I’ve had some time now to contemplate the ending to the show Lost, and since I don’t have anyone here to discuss it with, you lucky people get to read my musings on it.  (Or not.  I have complete sympathy for people who are not interested.  It’d be like trying to have a discussion with me about sports.  I don’t care.  You can’t make me care.)  This post is also a mess of spoilers, so for those who may still watch it all, don’t read this.  (I’m talking to you, Kraco5.  Go read this old post again if you need something to pass the time.)  If you never plan to see it, read and enjoy how nonsensical I can sound!  I know that at this point even people who care might not care because it comes on the heels of a lot of more timely analysis, but remember, I don’t have a husband around to talk to, and I just want to get some thoughts out of my head.  Indulge me and share some of your own theories.

Okay, my thoughts on Lost for anyone who cares to read them are these:  The finale, on an emotional level, was satisfying.  You couldn’t ask for a more perfect set of last few images than Jack stumbling past his father’s weathered tennis shoe and lying down in the bamboo to die.  To watch the plane fly away was hopeful, and I was a wreck when Vincent the dog showed up to lie down with him so he wouldn’t die alone.  The eye shutting to that last little note of music was perfect.  The symmetry of all of that was beautiful.  The episode, like the series in general, left us with a lot to think about.  That’s the fun of it.


I’ve been reading too many reactions online of people who seem to have confused the explanation of the sideways timeline with the island timeline.  The sideways timeline may have been a kind of purgatory, but I think they made it pretty clear the island was not.  I don’t think we need a perfect explanation for anything that happened in sideways land because it was a fiction they were creating for themselves.  Our core characters wanted to move on together to whatever comes next, and there is no way to know how long the sideways timeline played out until that happened.  For all we know Hurley and Ben ran the island for a thousand years before they died.  I like that idea, because that would mean after a millennium of penance Ben was still working things out before he could move on.  (Which seems appropriate for someone who killed so many.)  I think the moment Rose told Jack he could ‘let go now’ on the plane at the beginning of the season was the moment Jack died on the island.  That would mean even though as viewers it looked as if the sideways timeline was in the past, it was a form of the future we were catching up to, which has a very Lost type twist to it.  Despite arguable problems with the sideways stories, the awakenings and reunions in that timeline were also satisfying.  I loved Sawyer and Juliet by the vending machine and getting an explanation for what she was saying when she died in his arms at the beginning of the season.

Great stories don’t typically answer every question.  If they did there would be nothing left to discuss.  I know at the last book club meeting with Aden and her friends we talked about our theories of how the grandmother in the story The Witches lost her thumb.  Roald Dahl never tells you, and it’s far more interesting and mysterious that way.  If we had a simple explanation it would have killed the discussion because what would be the point of talking about it?  Mysteries where you get to fill in every blank become disposable, like a finished crossword puzzle.  Lost decided to leave us with many things to puzzle out, and in general I don’t have a problem with that.

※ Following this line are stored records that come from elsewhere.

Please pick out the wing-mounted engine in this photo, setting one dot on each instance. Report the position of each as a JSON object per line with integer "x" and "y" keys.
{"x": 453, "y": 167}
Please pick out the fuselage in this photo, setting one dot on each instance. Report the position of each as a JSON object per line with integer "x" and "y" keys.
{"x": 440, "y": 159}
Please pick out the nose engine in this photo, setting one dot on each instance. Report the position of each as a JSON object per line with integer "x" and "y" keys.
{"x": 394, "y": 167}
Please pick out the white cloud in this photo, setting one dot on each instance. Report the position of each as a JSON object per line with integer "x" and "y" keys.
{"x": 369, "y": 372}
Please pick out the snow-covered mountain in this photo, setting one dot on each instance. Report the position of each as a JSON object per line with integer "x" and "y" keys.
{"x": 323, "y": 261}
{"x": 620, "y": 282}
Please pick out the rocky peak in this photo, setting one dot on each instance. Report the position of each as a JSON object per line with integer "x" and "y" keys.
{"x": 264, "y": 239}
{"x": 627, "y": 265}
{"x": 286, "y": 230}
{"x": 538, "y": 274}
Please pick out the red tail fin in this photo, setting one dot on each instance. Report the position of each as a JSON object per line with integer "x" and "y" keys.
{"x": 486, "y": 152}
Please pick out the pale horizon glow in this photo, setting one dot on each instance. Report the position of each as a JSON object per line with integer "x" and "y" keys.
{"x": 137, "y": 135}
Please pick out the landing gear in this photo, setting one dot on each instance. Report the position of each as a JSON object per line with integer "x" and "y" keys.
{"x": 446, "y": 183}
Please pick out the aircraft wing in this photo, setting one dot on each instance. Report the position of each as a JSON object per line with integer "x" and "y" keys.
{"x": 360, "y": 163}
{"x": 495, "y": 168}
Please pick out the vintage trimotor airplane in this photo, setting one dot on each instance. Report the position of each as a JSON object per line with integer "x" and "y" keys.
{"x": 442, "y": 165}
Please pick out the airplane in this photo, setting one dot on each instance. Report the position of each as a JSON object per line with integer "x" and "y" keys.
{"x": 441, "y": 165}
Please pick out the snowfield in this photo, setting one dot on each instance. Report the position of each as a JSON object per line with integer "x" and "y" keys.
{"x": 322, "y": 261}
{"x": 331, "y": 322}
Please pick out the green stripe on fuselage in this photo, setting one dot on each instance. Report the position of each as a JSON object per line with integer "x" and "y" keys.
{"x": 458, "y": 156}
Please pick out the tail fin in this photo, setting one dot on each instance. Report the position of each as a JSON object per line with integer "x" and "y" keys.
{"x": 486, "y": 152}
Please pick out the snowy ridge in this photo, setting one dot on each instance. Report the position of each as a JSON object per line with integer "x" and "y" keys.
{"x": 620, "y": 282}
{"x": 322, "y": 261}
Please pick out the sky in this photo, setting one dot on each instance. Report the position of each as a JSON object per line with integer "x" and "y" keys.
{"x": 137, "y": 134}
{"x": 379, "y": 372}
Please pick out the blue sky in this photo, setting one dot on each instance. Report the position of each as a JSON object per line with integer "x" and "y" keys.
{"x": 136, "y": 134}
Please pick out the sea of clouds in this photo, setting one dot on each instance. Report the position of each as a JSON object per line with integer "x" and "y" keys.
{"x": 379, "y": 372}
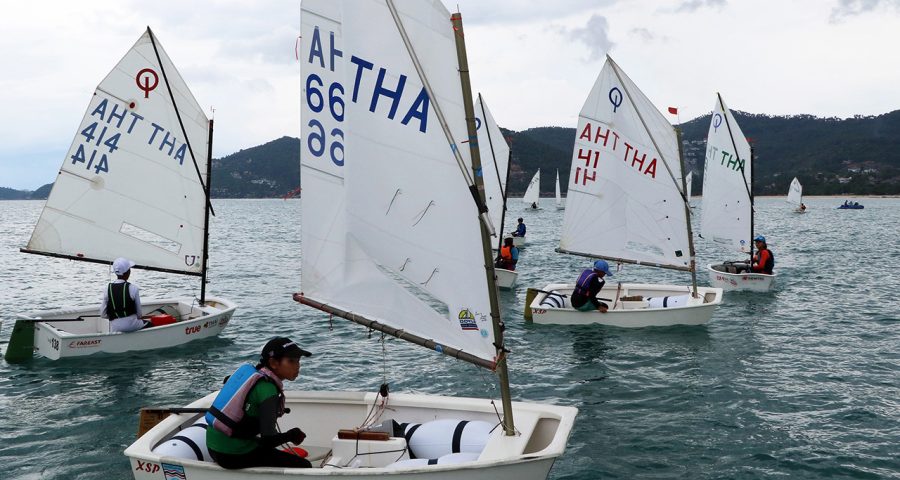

BUT!  As much as I’m willing to let certain answers go, here are the ones I’m annoyed I didn’t get:  I seriously needed the backstories for Widmore, Hawking, and Libby.  I also wanted to know if Desmond’s interference in the regular timeline that was sparking course corrections was also responsible for retroactive changes as well (which would help explain away inconsistencies, like how Charlie couldn’t swim originally and was a champion swimmer later, or why that image he saw of Claire escaping with the baby on a helicopter never happened).

There is this hilarious bit about unanswered questions here, but some of these do have answers already (for instance, that image of Ben’s mom had to be the smoke monster, and ‘The Economist’ was Widmore).  The main one in this list that bugs me too is why The Others were in disguises ever.  What was that about?  And in my opinion the fertility issues on the island were the biggest thing that really should have been explained.  That was central to so many stories over and over I think that was unfair to offer us nothing on that topic.  And the reason Chrisitan Shephard could appear in so many places the smoke monster couldn’t?  I think it really was the ghost of Christian Shepard.  When Jack saw him standing in the water in White Rabbit?  And later in the flash forward?  I think he really saw his dad.  Not sure why he would appear to Michael on the freighter, but I suppose once one accepts dead people injected into a storyline, one should not get too picky about why they do what they do.  I think when the smoke monster in Locke form told Jack he was posing as his father, he was (gasp!) lying.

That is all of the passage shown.